Here’s a quick breakdown of six other notable statistics and updates from the report:
- Operating income before restructuring costs and amortization increased 7% year over year to $643 million
- Operating margin expanded 50 basis points year over year to 45.3%
- Funds flow from operations increased 27.2% year over year to $500 million
- Free cash flow increased 6.7% year over year to $256 million
- Total consumer subscribers decreased 2.4% year-to-date to 5,454,186
- Total business network subscribers decreased 1.9% year-to-date to 6,024,692
Should you buy in to the rally?
It was a good quarter overall for Shaw, so I think the pop in its stock is warranted. I also think this could be the start of a sustained rally towards its 52-week high, which it still sits more than 12% below.
First, Shaw’s stock trades at just 16 times fiscal 2015’s estimated earnings per share of $1.74 and only 15.2 times fiscal 2016’s estimated earnings per share of $1.84, both of which are inexpensive compared with the industry average price-to-earnings multiple of 17.6.
Second, Shaw pays a monthly dividend of $0.09875, or $1.185 per share annually, giving its stock a 4.2% yield at today’s levels.
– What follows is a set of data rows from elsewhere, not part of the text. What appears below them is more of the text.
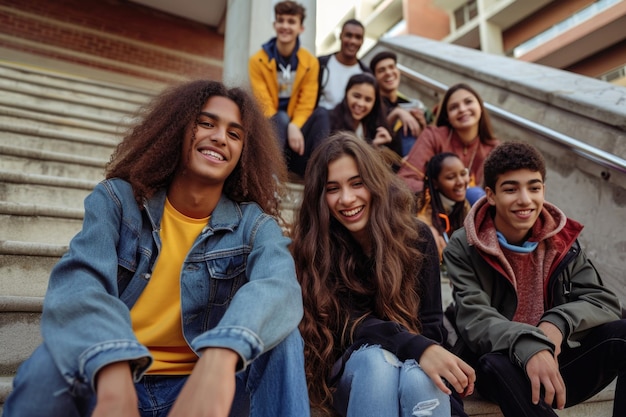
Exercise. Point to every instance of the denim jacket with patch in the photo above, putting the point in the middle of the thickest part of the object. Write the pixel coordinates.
(238, 284)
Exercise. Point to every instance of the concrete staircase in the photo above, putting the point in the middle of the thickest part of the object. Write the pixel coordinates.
(56, 134)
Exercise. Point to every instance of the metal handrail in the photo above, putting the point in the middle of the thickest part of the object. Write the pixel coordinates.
(592, 153)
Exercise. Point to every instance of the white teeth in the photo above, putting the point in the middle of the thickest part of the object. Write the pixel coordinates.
(213, 154)
(350, 213)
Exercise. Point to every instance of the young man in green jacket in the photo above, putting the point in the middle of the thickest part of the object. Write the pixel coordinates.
(533, 316)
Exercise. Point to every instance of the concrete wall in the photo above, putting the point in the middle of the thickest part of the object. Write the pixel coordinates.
(583, 108)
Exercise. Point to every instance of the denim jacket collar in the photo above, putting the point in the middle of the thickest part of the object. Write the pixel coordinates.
(226, 216)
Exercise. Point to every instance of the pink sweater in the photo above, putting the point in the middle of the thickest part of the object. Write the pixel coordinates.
(434, 140)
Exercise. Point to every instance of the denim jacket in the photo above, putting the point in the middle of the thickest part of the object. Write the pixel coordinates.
(238, 284)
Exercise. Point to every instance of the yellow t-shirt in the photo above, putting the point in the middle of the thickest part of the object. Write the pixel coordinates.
(156, 316)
The company has also increased its annual dividend payment for 12 consecutive years, making it one of the top dividend-growth plays in the market today, and its increased amount of free cash flow could allow this streak to continue for the next several years.
With all of the information provided above in mind, I think Shaw Communications represents one of the best long-term investment opportunities in the market today. Foolish investors should strongly consider making it a core holding.